Abstract

WatchGuard Technologies, Inc. commissioned The Tolly Group to evaluate the Firebox® V60, a four-port Fast Ethernet firewall/VPN security appliance in a variety of real-world zero-loss throughput scenarios and to compare its performance against a Cisco PIX 515E two-port appliance and a NetScreen Technologies, Inc. NetScreen-50 four-port appliance.

Summary of the Test Report:

WatchGuard Technologies commissioned The Tolly Group to benchmark the Firebox V60 firewall/VPN appliance against Cisco’s PIX 515E and NetScreen’s NetScreen-50. The evaluation aimed to measure real-world zero-loss throughput across firewall and VPN scenarios, reflecting configurations with large rule sets and multiple active sessions. The Firebox V60 was tested under rigorous conditions, including configurations with 500 firewall rules and up to 8,000 concurrent sessions, simulating the demands of branch office and remote access deployments.

The Firebox V60 consistently outperformed its rivals, delivering up to 21X the firewall throughput of the Cisco PIX 515E and nearly 1.5X the throughput of the NetScreen-50 in tests of 512-byte frames and larger. In VPN throughput tests, the Firebox V60 achieved up to 188% greater performance than NetScreen-50 and 75% more than PIX 515E, particularly excelling in larger frame sizes. Even under taxing rule sets where Cisco’s device failed to pass traffic, the Firebox V60 maintained throughput levels comparable to baseline, “best-case” configurations.

The Firebox V60’s performance demonstrated resilience under complex configurations, handling deep rule sets without degrading throughput. Its ability to maintain high throughput in both firewall and VPN scenarios, combined with advanced features like stateful packet filtering, DoS protection, VLAN tagging, and robust management tools, solidifies its positioning as a versatile and high-performing security appliance for small to medium-sized enterprises needing reliable, scalable protection across their network edge.
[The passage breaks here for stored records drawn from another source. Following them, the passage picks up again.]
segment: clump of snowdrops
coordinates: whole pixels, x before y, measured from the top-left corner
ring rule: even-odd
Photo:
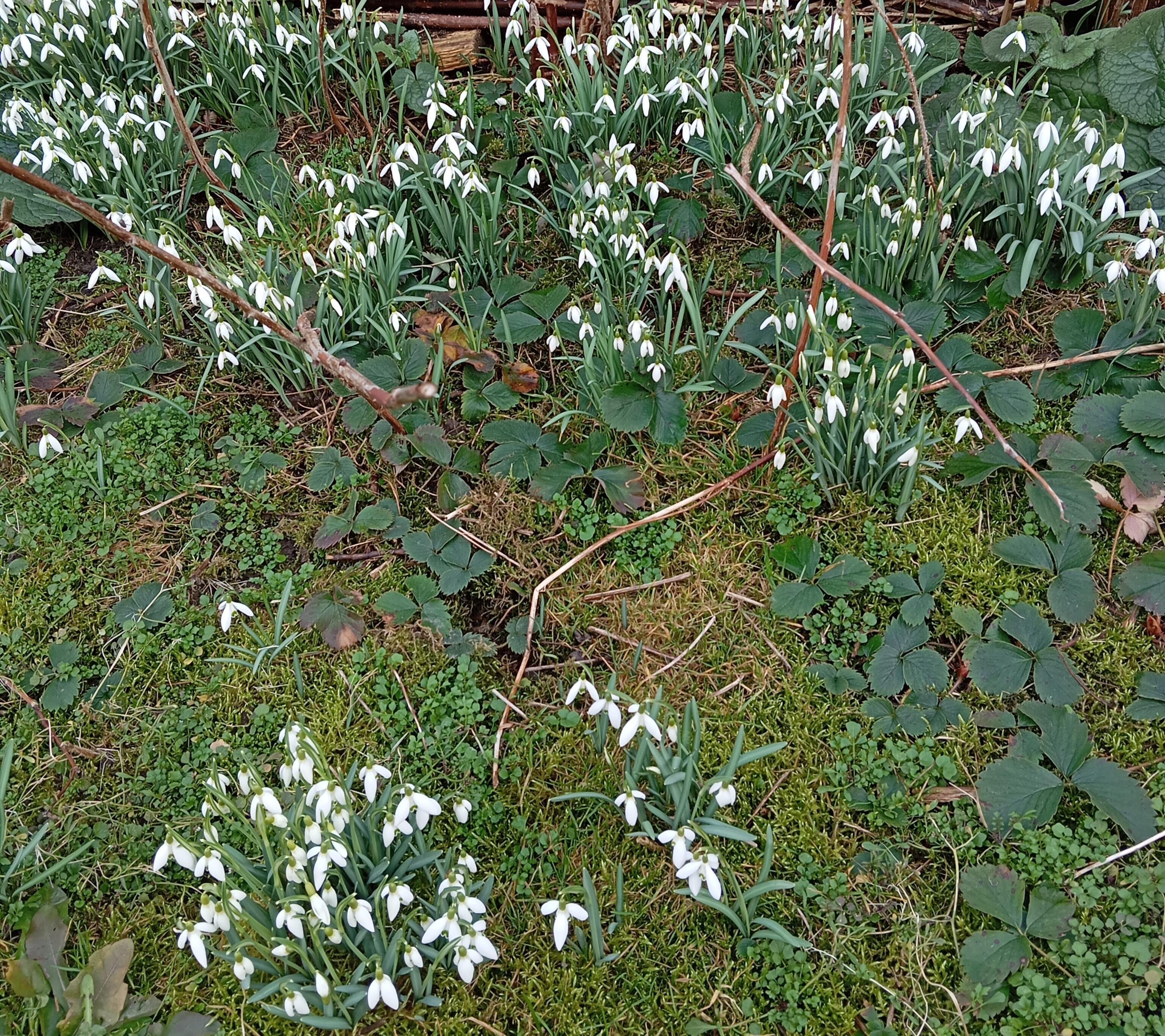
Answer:
[[[707,774],[700,757],[700,711],[694,700],[679,714],[663,700],[662,691],[654,698],[635,700],[617,686],[614,672],[602,691],[589,677],[582,677],[567,691],[566,704],[572,705],[585,695],[589,699],[587,716],[595,720],[592,728],[595,750],[607,756],[608,737],[614,737],[623,749],[619,792],[613,797],[600,791],[574,791],[551,802],[598,799],[614,806],[633,837],[649,838],[671,848],[675,876],[682,882],[677,894],[728,917],[742,939],[771,938],[806,945],[778,922],[757,912],[763,896],[792,888],[792,882],[769,878],[774,854],[771,829],[765,834],[757,880],[751,886],[742,883],[716,851],[718,840],[756,845],[754,834],[719,815],[736,803],[733,784],[736,771],[774,755],[785,742],[775,741],[746,752],[741,727],[728,761]],[[586,911],[572,910],[573,905],[562,900],[543,904],[542,911],[555,916],[558,949],[563,947],[570,919],[587,917]]]
[[[779,318],[774,315],[769,319]],[[926,365],[916,357],[909,339],[901,352],[881,348],[889,353],[884,358],[850,338],[853,317],[834,294],[822,295],[804,319],[810,322],[809,345],[797,371],[774,365],[778,380],[767,393],[774,408],[788,404],[784,379],[789,379],[800,410],[774,463],[784,467],[789,451],[796,450],[831,501],[839,487],[870,498],[884,493],[898,500],[901,521],[919,472],[939,466],[925,458],[938,442],[927,429],[923,406]],[[974,431],[982,438],[977,424]],[[923,478],[937,485],[929,475]]]
[[[282,787],[250,764],[212,769],[202,829],[170,831],[157,850],[155,871],[174,861],[199,881],[197,919],[175,928],[179,949],[203,967],[227,963],[248,1002],[316,1028],[352,1027],[410,995],[439,1005],[442,971],[469,982],[497,959],[486,935],[493,879],[438,847],[437,799],[373,759],[339,774],[298,724],[280,737]],[[468,819],[467,799],[449,805]]]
Key Performance Metrics – WatchGuard Firebox V60

• Firewall Throughput (Zero-Loss Performance):

  • Up to 21X more throughput than Cisco PIX 515E.

  • Up to 1.5X more throughput than NetScreen-50 in tests with 512-byte frames and larger.

  • Maintained 199 Mbps throughput in real-world configurations with 500 rules and 500 IP sessions.

  • Outperformed rivals across all packet sizes (64, 512, 1,024, 1,518 bytes) in complex rule-set scenarios.

  • Cisco PIX 515E failed to pass traffic in high rule-count scenarios.

• VPN Throughput (Zero-Loss Performance):

  • Achieved up to 188% more throughput than NetScreen-50.

  • Up to 75% more VPN throughput than Cisco PIX 515E for larger packet sizes.

  • Delivered 109.6 Mbps at 1,024-byte frames and 100 Mbps at 1,518-byte frames.

  • Outperformed rivals in IPSec fragmentation scenarios, efficiently handling maximum Ethernet frame sizes.

• Resiliency Under Load:

  • Performance remained consistent even under heavy configurations (500 IP sessions with 500 rules).

  • Minor throughput reductions (<1 Mbps) in high-rule scenarios, compared to significant drops in competitor devices.

  • Demonstrated efficient rule processing, even when each session required unique rule evaluation.